Beyond this, I've done over a couple hours of algebra trying to simplify and solve for resonant frequency. So, what is the way I can do this with the least pain and have successful results? The latter is the most important because, as I said, I can't get the right answer in the end.

Answer 1

I'll give you a start, using your newly corrected 2nd order equation.

Below, for simplicity, I replaced \$j\omega\$ with \$s\$:

$$\begin{align*} H &= \frac{1}{ R_1\left(\frac{\frac{1}{s \,C_1}+R_3}{R_3}\right)\left(\frac{1}{\frac{1}{s\,C_1}+R_3} + \frac{1}{s\,L_1 + R_2} + \frac{1}{R_1}\right)} \\\\ &=\frac{R_3}{R_1}\cdot\frac{s \,C_1}{ \left(1+s \,C_1 R_3\right)\left(\frac{s \,C_1}{1+s \,C_1 R_3} + \frac{1}{s\,L_1 + R_2} + \frac{1}{R_1}\right)} \\\\ &=\frac{R_3}{R_1}\cdot\frac{s \,C_1}{ s \,C_1 + \frac{1+s \,C_1 R_3}{s\,L_1 + R_2} + \frac{1+s \,C_1 R_3}{R_1}} \\\\ &=\frac{R_3}{R_1}\cdot\frac{s \,C_1R_1\left(s\,L_1 + R_2\right)}{ s \,C_1R_1\left(s\,L_1 + R_2\right) + R_1\left(1+s \,C_1 R_3\right) + \left(1+s \,C_1 R_3\right)\left(s\,L_1 + R_2\right)} \\\\ &=\frac{R_3}{R_1}\cdot\frac{s \,C_1R_1\left(s\,L_1 + R_2\right)}{\left(R_1 +R_3\right)C_1L_1\,s^2 + \left(L_1+C_1\left[R_1R_2+R_1R_3+R_2R_3\right]\right)\,s +R_1+R_2} \end{align*}$$

Do you think you can move towards a standard form from here?

Also, by this point, you should be able to see where I got my \$\omega_{_0}\$ from the comments.
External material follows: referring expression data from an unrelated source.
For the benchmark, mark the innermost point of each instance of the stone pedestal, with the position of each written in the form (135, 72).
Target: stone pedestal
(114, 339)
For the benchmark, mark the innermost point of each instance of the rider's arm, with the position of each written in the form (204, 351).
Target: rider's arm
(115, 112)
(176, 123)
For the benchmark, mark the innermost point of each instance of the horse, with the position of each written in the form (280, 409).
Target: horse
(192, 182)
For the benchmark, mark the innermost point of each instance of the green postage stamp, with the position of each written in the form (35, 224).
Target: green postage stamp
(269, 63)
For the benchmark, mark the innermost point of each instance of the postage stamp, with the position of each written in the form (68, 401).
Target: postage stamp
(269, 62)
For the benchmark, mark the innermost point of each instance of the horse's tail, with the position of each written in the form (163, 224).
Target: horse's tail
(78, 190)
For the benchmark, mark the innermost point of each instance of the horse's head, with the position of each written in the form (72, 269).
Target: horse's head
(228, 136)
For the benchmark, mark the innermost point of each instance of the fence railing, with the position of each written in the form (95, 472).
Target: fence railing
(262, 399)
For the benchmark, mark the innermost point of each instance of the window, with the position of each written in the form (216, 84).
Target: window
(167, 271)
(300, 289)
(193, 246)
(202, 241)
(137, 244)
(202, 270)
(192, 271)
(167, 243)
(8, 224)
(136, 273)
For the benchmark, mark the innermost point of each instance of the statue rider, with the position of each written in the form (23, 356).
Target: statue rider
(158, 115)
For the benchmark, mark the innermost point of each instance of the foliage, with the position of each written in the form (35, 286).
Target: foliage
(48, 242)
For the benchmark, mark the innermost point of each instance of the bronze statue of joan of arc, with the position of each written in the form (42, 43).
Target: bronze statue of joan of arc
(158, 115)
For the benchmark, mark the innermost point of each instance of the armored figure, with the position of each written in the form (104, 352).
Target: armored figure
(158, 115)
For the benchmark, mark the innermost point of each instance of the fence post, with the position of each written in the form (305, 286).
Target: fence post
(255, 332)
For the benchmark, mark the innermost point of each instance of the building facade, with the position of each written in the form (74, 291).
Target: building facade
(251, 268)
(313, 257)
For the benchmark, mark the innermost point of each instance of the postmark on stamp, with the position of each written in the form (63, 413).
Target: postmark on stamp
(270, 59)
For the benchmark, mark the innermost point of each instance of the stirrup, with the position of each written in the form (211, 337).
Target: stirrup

Just take the factor for \$s^2\$, \$\left(R_1 +R_3\right)C_1L_1\$, and divide that into the factor for \$s^0\$, \$R_1+R_2\$, to get \$\omega_{_0}^{\:2}=\frac{R_1+R_2}{\left(R_1 +R_3\right)C_1L_1}\$ or, in short, \$\omega_{_0}=\frac1{\sqrt{C_1L_1\frac{R_1 +R_3}{R_1 +R_2}}}\$. (And again, please refer to this page near where I discuss the fraction \$\frac{b_0}{b_2}\$.)

Answer 2

The transfer function you need to derive can be undertaken in various ways and jonk offered a valid possibility. I am pushing the fast analytical circuits techniques or FACTs through my book on the subject because they naturally lead you to a low-entropy form where poles, zeroes and gains (if any) naturally show up in the expression. And this is what truly matters in the end, format the equation to make it deliver the information you need for the design: what is the resonant frequency, what elements affect it etc. This is the design-oriented approach or D-OA dear to Professor Middlebrook. It means it is needless to write an arm-long expression if its usage is intractable in the end.

In your case, for a second-order expression, you can easily identify the various elements which make the resonant frequency or the quality factor as long as you have all coefficients properly factored in the first place. And this is where the FACTs excel because they lead you straight there:

For higher-order networks, like your first one which is of 3rd order, you need to factor the polynomial form depending on which poles or zeroes dominate the response. You do this by examining the normalized time constants of each of the coefficients. If you see one of large value while the two others are quite small and not far away from each other, then you can say a pole dominates the low-frequency response while two poles can be grouped in the higher portion:

Have a look at this excellent excerpt from Fundamentals of Power Electronics where the authors discuss these time constants and how to rewrite an approximate expression (slide 45). It goes through the discussion of assessing the various time constants to, in the end, format the equation in a meaningful format to help you design your circuit.